How fast the 730d feels depends largely on how long you keep the fly-by-wire throttle pinned, and how wide you open it in the first place. Ultimately you can propel the car from 0-60mph in 6.9sec and from 0-100mph in 17.7sec – about the same as a Golf GTI at maximum attack, in other words.
What also adds to the effect is the excellent relationship the diesel engine shares with the six-speed automatic gearbox. Left in Drive and with the dampers, throttle mapping and gearchange modes in Regular, the transmission seems to find the perfect gear for every occasion, even if it does hang on to a gear too low occasionally in Sport.
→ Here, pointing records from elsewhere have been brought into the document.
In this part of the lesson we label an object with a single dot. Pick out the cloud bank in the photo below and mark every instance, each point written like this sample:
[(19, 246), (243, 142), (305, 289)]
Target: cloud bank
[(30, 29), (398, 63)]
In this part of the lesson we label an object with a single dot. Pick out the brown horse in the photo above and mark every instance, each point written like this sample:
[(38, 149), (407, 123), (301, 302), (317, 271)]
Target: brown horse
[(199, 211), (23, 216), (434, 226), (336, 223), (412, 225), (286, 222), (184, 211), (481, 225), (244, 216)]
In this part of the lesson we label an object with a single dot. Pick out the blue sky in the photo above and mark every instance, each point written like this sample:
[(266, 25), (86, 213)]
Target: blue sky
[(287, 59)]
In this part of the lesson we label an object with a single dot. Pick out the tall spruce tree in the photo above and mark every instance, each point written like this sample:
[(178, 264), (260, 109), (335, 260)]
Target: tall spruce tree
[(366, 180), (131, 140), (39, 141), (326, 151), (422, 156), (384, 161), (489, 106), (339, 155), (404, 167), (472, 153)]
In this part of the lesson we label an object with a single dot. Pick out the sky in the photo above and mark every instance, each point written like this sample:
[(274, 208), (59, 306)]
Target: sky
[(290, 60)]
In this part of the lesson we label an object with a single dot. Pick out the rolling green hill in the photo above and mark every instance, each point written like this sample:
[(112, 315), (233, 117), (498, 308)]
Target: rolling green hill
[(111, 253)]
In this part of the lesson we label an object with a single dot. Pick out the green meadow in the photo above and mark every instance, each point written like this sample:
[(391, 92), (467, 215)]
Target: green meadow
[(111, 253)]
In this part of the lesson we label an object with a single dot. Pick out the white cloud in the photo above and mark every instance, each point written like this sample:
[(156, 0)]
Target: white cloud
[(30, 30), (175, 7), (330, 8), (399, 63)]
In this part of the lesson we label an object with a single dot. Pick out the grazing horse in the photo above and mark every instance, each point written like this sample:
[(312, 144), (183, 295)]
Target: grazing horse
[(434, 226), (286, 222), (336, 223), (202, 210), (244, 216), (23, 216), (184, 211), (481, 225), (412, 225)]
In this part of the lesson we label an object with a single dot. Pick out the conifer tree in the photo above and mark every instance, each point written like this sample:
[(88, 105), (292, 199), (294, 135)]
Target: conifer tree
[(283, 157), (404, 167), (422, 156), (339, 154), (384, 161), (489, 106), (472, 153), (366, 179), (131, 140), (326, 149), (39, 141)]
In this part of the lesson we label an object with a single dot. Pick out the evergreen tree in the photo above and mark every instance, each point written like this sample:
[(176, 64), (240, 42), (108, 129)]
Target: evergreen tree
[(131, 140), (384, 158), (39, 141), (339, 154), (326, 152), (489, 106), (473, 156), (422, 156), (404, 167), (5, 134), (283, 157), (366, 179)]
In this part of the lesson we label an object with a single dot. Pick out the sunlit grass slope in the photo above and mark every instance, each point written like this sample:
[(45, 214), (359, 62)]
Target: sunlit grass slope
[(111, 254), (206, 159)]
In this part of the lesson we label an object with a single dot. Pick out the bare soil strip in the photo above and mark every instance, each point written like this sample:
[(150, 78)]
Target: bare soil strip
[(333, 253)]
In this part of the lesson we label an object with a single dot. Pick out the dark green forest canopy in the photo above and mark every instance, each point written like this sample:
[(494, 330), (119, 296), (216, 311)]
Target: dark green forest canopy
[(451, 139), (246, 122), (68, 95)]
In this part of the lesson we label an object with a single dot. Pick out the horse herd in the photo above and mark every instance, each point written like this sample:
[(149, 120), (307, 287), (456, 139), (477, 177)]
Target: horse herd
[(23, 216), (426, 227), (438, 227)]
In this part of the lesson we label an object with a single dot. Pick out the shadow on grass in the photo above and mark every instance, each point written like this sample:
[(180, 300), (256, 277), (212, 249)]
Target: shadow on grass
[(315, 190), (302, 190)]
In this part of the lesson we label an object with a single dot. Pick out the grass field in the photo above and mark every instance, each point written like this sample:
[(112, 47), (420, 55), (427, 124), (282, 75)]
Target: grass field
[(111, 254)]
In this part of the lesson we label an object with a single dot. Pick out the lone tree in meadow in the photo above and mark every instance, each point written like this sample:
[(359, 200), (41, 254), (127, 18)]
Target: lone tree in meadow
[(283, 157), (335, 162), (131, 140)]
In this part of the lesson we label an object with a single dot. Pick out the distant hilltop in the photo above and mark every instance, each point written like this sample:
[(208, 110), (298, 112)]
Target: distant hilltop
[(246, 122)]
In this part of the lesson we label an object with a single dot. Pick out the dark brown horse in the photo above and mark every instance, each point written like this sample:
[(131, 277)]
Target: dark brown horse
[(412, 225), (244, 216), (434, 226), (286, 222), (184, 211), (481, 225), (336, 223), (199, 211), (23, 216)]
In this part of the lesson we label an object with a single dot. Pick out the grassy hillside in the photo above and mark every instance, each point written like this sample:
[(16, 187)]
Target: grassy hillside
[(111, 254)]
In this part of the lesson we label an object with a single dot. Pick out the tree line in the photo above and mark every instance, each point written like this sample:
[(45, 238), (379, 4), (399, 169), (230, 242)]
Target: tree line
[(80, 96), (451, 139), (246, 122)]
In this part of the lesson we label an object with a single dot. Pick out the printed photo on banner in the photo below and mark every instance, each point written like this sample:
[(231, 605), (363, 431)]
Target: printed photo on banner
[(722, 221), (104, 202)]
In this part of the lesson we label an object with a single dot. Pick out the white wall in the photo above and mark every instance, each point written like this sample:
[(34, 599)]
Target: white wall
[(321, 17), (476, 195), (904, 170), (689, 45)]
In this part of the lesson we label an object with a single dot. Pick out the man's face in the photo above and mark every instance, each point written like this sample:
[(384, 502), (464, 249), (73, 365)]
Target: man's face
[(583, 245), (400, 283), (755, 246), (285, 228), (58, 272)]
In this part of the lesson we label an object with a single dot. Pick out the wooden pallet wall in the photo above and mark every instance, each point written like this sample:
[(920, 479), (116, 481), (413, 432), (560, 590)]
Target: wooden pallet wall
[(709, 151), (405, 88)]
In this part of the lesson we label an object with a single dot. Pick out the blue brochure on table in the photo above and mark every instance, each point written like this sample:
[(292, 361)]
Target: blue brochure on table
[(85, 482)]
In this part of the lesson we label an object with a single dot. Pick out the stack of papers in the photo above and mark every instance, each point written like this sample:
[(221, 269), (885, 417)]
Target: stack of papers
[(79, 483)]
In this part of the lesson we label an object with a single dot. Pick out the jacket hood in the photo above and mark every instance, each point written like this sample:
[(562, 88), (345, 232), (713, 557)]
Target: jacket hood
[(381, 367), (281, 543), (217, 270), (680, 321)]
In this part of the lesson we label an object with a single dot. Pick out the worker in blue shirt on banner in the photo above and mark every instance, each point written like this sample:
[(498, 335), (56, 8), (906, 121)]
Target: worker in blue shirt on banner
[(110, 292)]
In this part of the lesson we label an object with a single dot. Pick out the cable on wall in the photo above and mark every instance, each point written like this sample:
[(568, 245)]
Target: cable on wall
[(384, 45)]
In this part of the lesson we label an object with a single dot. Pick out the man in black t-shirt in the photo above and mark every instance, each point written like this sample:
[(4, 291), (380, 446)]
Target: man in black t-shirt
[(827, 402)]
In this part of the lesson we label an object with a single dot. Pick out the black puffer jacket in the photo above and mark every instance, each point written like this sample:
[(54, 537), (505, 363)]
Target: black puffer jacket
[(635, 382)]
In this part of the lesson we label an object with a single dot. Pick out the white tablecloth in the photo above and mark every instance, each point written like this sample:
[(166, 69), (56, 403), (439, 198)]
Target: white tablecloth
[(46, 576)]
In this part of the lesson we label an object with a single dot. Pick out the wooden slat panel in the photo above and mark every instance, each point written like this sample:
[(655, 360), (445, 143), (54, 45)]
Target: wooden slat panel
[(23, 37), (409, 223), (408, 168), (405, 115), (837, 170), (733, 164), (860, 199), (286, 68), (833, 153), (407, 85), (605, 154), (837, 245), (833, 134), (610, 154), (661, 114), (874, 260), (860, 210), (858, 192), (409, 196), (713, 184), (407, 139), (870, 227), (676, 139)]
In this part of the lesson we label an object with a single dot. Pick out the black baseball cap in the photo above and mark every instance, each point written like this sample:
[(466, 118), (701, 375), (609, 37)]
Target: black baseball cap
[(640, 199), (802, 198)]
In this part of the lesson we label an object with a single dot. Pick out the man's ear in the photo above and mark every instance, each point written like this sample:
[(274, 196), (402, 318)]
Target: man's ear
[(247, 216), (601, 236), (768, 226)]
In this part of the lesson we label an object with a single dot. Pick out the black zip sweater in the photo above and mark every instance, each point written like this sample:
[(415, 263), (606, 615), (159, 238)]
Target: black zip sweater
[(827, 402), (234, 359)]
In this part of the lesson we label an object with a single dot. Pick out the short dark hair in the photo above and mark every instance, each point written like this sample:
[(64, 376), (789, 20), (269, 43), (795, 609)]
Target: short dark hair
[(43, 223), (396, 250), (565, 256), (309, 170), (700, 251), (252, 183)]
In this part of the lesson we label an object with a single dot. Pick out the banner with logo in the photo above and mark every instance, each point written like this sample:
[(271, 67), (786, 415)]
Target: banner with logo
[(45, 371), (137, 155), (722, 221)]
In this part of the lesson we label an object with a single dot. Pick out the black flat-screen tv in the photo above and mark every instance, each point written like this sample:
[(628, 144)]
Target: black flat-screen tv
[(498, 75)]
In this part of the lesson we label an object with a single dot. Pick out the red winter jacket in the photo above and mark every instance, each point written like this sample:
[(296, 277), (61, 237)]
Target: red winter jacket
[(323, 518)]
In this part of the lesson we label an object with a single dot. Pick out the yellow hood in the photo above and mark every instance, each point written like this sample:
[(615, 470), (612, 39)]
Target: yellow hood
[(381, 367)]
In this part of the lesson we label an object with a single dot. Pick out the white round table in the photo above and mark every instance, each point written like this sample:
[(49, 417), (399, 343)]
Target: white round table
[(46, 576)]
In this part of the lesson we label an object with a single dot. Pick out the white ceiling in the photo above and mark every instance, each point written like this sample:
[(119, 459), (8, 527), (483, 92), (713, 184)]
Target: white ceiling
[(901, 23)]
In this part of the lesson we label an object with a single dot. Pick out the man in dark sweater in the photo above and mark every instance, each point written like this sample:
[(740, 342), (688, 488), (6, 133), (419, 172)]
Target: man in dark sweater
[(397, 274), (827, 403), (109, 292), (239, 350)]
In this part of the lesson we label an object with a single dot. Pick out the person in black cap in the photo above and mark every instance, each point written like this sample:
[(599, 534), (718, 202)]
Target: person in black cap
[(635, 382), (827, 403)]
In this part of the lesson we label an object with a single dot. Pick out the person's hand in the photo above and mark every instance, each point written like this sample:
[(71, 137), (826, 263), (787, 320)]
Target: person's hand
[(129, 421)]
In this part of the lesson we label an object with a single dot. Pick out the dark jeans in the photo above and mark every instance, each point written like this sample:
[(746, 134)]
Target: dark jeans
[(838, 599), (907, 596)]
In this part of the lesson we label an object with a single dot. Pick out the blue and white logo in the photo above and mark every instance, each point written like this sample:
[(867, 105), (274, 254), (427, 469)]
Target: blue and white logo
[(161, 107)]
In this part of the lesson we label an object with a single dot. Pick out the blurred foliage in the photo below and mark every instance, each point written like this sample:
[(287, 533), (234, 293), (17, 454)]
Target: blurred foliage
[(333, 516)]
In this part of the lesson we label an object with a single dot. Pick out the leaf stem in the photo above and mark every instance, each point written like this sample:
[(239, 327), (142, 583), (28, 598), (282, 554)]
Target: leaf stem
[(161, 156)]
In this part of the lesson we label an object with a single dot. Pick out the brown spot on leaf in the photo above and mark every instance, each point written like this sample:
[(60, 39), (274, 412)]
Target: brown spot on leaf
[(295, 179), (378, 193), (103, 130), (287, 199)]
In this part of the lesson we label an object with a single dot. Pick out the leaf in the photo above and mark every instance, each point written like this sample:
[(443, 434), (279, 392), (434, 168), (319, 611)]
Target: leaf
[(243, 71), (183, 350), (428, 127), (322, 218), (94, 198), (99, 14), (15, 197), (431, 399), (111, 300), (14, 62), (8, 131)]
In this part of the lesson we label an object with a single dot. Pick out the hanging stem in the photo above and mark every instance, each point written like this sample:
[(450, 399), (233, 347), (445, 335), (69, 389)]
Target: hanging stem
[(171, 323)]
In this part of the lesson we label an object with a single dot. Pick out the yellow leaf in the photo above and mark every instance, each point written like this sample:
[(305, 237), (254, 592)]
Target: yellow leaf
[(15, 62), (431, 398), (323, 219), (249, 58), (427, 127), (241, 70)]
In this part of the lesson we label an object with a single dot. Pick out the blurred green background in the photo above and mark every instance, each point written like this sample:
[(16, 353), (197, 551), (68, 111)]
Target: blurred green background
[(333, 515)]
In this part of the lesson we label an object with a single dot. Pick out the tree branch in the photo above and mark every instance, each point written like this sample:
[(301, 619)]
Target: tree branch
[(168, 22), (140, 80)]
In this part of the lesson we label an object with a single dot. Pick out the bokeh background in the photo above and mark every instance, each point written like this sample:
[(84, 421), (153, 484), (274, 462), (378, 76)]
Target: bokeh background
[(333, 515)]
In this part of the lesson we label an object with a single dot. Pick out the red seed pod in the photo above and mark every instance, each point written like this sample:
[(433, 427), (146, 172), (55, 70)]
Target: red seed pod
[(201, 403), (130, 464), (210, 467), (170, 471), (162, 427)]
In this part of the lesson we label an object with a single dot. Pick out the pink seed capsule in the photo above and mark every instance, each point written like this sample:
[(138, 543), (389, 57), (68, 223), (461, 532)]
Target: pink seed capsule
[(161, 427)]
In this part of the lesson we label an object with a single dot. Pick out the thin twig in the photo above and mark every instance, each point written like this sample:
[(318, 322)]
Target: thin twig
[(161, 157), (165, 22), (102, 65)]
There is little wrong with the way the 730d stops, either, thanks to its fine all-round ventilated disc braking system (348mm at the front, 345mm rear). The main problem is that the Seven doesn’t quite know what it wants to be on the road – ultra-luxurious cruiser or surprisingly sporty big saloon – and in the event it ends up being neither.
On most surfaces the ride comfort is almost very good, even if it is oddly unresolved over lumpier town roads.
But the real issues emerge when you drive it a little faster across undulating single-carriageway roads, and that’s when the Seven feels curiously misguided in its demeanour. In short, it feels too big, too heavy and not especially well controlled at the front in such circumstances.